I looked at cover design sites until my eyeballs were bleeding. Most went from bad to worse when you specified "romance" or "paranormal". I'm so sick of sweaty, chiseled abs and tattoos I could puke. Somehow I found Bookfly. Here's their portfolio. This is a class act. I traded emails and put my electronic pawprint on a contract. Big step.

As a reward, I gave my self some stitching time this morning. More words lifted from an old song.



Saturday, June 20, 2020

The Leftovers


This is the big basket that I'm picking from for Fat Baggies.
I found a box deep in the closet with about ten years of dust on top. Inside, what might have been my personal hoard. All of it now added into the mix. 

Smooth cotton sheeting that took the dye like print. Thick, thready pieces of Irish double damask (impossible to find on the cheap anymore). Cotton lawn so fragile it tears like paper. Woven pieces of some natural fiber.

Yes, I did snatch a few pieces back into the River basket. 

Two views of the same basket after I dug deep and pulled a handful to the surface.

Addendum - apologies Cynthia, Linda, and Michelle. Murphy's Law wisely conspired to keep me from the post office this morning. 
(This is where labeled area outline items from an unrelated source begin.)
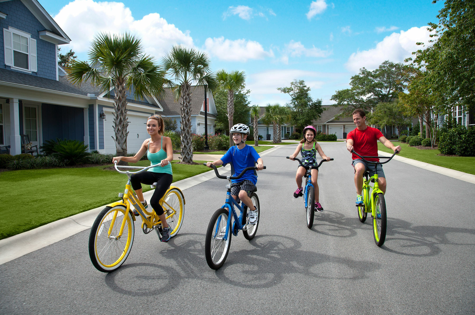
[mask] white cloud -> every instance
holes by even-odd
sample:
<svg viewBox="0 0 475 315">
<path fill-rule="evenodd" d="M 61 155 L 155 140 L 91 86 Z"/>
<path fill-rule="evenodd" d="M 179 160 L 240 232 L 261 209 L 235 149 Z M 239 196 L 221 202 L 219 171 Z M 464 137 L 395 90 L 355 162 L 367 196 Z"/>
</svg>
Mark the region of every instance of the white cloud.
<svg viewBox="0 0 475 315">
<path fill-rule="evenodd" d="M 231 40 L 221 36 L 208 37 L 205 41 L 205 49 L 208 53 L 222 60 L 246 62 L 249 59 L 263 59 L 274 57 L 272 49 L 266 51 L 262 46 L 253 40 L 245 39 Z"/>
<path fill-rule="evenodd" d="M 76 0 L 65 6 L 54 19 L 72 39 L 62 47 L 76 53 L 88 51 L 95 36 L 101 32 L 133 34 L 142 39 L 146 53 L 158 58 L 176 44 L 194 47 L 189 31 L 181 31 L 156 13 L 136 20 L 122 2 Z"/>
<path fill-rule="evenodd" d="M 326 2 L 325 0 L 317 0 L 313 1 L 310 4 L 310 9 L 307 13 L 307 19 L 312 19 L 312 18 L 317 14 L 319 14 L 327 8 Z"/>
<path fill-rule="evenodd" d="M 348 33 L 349 35 L 351 34 L 352 30 L 350 29 L 350 26 L 345 26 L 342 28 L 342 33 Z"/>
<path fill-rule="evenodd" d="M 428 43 L 430 39 L 429 35 L 426 26 L 393 33 L 377 44 L 375 48 L 352 54 L 345 66 L 349 70 L 356 73 L 363 67 L 374 70 L 385 60 L 402 62 L 411 56 L 412 52 L 420 49 L 421 46 L 416 43 Z"/>
<path fill-rule="evenodd" d="M 399 28 L 397 26 L 394 26 L 393 25 L 391 26 L 389 28 L 386 28 L 385 26 L 383 26 L 380 28 L 376 28 L 374 29 L 374 31 L 376 33 L 382 33 L 383 32 L 390 32 L 391 31 L 395 31 L 397 29 L 399 29 Z"/>
<path fill-rule="evenodd" d="M 253 9 L 247 6 L 238 6 L 229 7 L 228 11 L 223 14 L 223 19 L 231 15 L 238 15 L 243 19 L 248 20 L 252 17 Z"/>
</svg>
When I got there, the line was out the door, BUT they were letting too many people into the lobby AND I'd left my mask at home.

Also, it's Georgia.

I'll try again, midday Monday.

Friday, June 19, 2020

A Cloth day





The words got away from me yesterday, 
but the pictures usually do the talking.

Distant friends and family have been on my mind. 

Out of reach, but never out of mind.





This lot of cloth rescued from an acute case of LINT, one by one. A full roll of packing tape and hand wash and dry for each piece. 

The hummingbirds were scandalized.













Miss Salem has finally decided that Colin means her no harm, even though she did leave him with a pound of fur right after this shot.


And fingers crossed, the pool seems to have been rescued from the mid-winter tree fall disaster. Repairs to the liner are holding. Pump and infrastructure test tomorrow. Marine putty and super duct tape at the ready!